Lothar Matthaus w wywiadzie dla niemieckiego Bild'a, wypowiedział się na temat nieodpowiedniego zachowania Roberta Lewandowskiego. Były piłkarz chciałby, aby władze Bayernu postawiły na swoim i nie dopuściły do jego odejścia w letnim okienku.

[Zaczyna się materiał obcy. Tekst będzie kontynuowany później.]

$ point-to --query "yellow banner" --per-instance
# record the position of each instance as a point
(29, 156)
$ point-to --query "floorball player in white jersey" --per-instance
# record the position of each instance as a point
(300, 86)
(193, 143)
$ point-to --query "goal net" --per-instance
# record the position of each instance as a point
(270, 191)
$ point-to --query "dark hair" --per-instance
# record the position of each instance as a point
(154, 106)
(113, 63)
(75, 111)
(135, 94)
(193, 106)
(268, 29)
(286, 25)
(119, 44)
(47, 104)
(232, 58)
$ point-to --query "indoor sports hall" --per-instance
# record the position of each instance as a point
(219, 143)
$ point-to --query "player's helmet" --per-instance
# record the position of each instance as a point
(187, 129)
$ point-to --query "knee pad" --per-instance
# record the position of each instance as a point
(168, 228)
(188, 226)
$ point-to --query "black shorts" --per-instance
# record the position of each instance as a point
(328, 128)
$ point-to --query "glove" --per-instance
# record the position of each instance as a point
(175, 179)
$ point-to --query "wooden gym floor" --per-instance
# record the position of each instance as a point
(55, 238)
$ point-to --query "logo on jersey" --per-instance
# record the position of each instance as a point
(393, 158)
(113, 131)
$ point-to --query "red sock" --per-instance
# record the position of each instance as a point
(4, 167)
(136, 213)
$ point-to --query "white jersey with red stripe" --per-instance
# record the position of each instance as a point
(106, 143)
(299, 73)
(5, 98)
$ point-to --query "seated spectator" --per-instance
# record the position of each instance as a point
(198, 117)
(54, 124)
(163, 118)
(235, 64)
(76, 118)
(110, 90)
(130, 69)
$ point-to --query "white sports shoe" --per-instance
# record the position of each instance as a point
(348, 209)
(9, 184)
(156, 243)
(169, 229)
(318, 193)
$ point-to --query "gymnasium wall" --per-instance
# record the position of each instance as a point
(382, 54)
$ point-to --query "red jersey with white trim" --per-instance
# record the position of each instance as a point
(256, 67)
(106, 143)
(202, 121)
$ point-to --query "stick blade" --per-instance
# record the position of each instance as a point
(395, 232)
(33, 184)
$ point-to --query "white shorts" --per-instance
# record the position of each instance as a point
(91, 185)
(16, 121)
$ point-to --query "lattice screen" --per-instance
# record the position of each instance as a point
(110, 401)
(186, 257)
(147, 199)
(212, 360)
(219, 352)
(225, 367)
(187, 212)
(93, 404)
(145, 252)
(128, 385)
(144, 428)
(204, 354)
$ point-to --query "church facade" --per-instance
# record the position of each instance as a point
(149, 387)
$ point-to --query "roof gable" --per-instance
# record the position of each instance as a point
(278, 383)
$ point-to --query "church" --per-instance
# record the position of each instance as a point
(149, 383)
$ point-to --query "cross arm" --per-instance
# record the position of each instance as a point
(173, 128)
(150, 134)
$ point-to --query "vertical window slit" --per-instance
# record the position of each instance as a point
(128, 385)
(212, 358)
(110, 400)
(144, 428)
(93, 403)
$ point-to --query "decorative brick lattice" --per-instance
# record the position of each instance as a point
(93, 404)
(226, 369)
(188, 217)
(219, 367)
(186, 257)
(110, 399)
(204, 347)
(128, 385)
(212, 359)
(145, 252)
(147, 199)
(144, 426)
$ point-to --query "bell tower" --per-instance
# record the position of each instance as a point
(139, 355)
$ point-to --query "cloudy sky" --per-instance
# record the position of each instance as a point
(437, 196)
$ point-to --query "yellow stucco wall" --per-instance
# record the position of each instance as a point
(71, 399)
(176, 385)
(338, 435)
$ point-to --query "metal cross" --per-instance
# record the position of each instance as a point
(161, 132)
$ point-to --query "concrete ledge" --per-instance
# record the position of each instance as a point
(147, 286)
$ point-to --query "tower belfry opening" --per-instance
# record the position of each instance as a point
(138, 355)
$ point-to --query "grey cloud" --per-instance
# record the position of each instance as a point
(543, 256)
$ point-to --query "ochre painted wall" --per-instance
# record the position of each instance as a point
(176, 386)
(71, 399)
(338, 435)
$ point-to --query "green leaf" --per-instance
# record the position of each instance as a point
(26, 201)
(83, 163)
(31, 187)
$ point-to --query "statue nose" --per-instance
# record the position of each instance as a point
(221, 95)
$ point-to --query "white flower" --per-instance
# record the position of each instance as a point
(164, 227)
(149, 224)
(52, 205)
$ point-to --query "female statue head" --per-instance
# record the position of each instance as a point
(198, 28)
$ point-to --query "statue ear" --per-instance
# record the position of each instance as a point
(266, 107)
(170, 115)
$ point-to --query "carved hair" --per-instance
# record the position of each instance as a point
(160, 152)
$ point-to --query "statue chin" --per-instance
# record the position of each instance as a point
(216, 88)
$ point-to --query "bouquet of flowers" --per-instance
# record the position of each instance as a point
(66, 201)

Już od paru miesięcy toczy się zacięta batalia w klubie z Bawarii pomiędzy Robertem Lewandowskim, a działaczami klubu. Reprezentant Polski wyraża chęć odejścia i wszystko wskazuje na to, że taki scenariusz dla niego jak najbardziej możliwy. Zmiana agenta na Piniego Zahaviego, jednego z najlepszych fachowców w piłkarskim świecie spowodowała ostrą krytykę wymierzoną w kierunku zawodnika zarówno od szefostwa zespołu jak i mediów. Pierwszym klubem, który wyrażał chęć pozyskania "Lewego" był Real Madryt i to właśnie dobre kontakty Izraelczyka miały pomóc w przenosinach na Półwysep Iberyjski.
Królewscy poszukiwali na rynku transferowym wzmocnień w linii ataku, dlatego właśnie król strzelców niemieckiej Bundesligi był jednym z priorytetów na kolejny sezon. Podobno klub ze stolicy Hiszpanii zrezygnował ze starań o reprezentanta Polski, co i tak nie wydaje się być prawdą. Być może przerwali burzę medialną, by w spokoju dokonać transakcji. Warto dodać, że nie tylko Real zabiega się o doświadczonego napastnika.
Zobacz: nowa koszulka Bayernu na sezon 2018/19
29-latek zainteresowanie budzi również u takich topowych zespołów jak między innymi Chelsea, Manchester City, Manchester United oraz Paris Saint-Germain. W jednym wywiadów dla niemieckiego Bild'a stwierdził – Jeśli nie uda się z Realem, spróbuje dogadać się z PSG, Chelsea lub Manchesterem United.
Niemcy twierdzą, że szanse Roberta na transfer do Realu Madryt zmalały, natomiast nie zmalała determinacja w sprawie zmiany klubu. Prezes rady nadzorczej mistrza Niemiec, Karl-Heinz Rummenigge, jeszcze niedawno zapewnił, że Robert Lewandowski latem nie odejdzie z ich klubu.
Na sto procent pozostanie z nami. Mogę się o to założyć – powiedział szef Bayernu w wywiadzie dla Bild'a
Również oliwy do ognia dolał były niemiecki trener i piłkarz, Lothar Matthaus:
Jestem pewien, że szefowie Bayernu pokażą siłę i wyślą sygnał. Nadszedł czas, by piłkarze i agenci ponownie nauczyli się tego, że kontrakty są wiążące i trzeba je wypełniać. Dlatego nie puszczą Lewandowskiego. Bayern nie pozwoli wejść sobie na głowę, tak jak to zrobili dortmundczycy z Dembele czy Aubameyangiem. Jeśli uległby Lewandowskiemu, to wkrótce przyszliby Boateng czy Alaba i poprosili o zgodę na odejście. Natomiast jeśli Hoeness i Rummenigge będą konsekwentni, to raz na zawsze zapanuje spokój. Nie można zapominać o tym, że z powodu kontraktu do 2021 roku decyzja pozostaje tylko i wyłącznie w rękach klubu.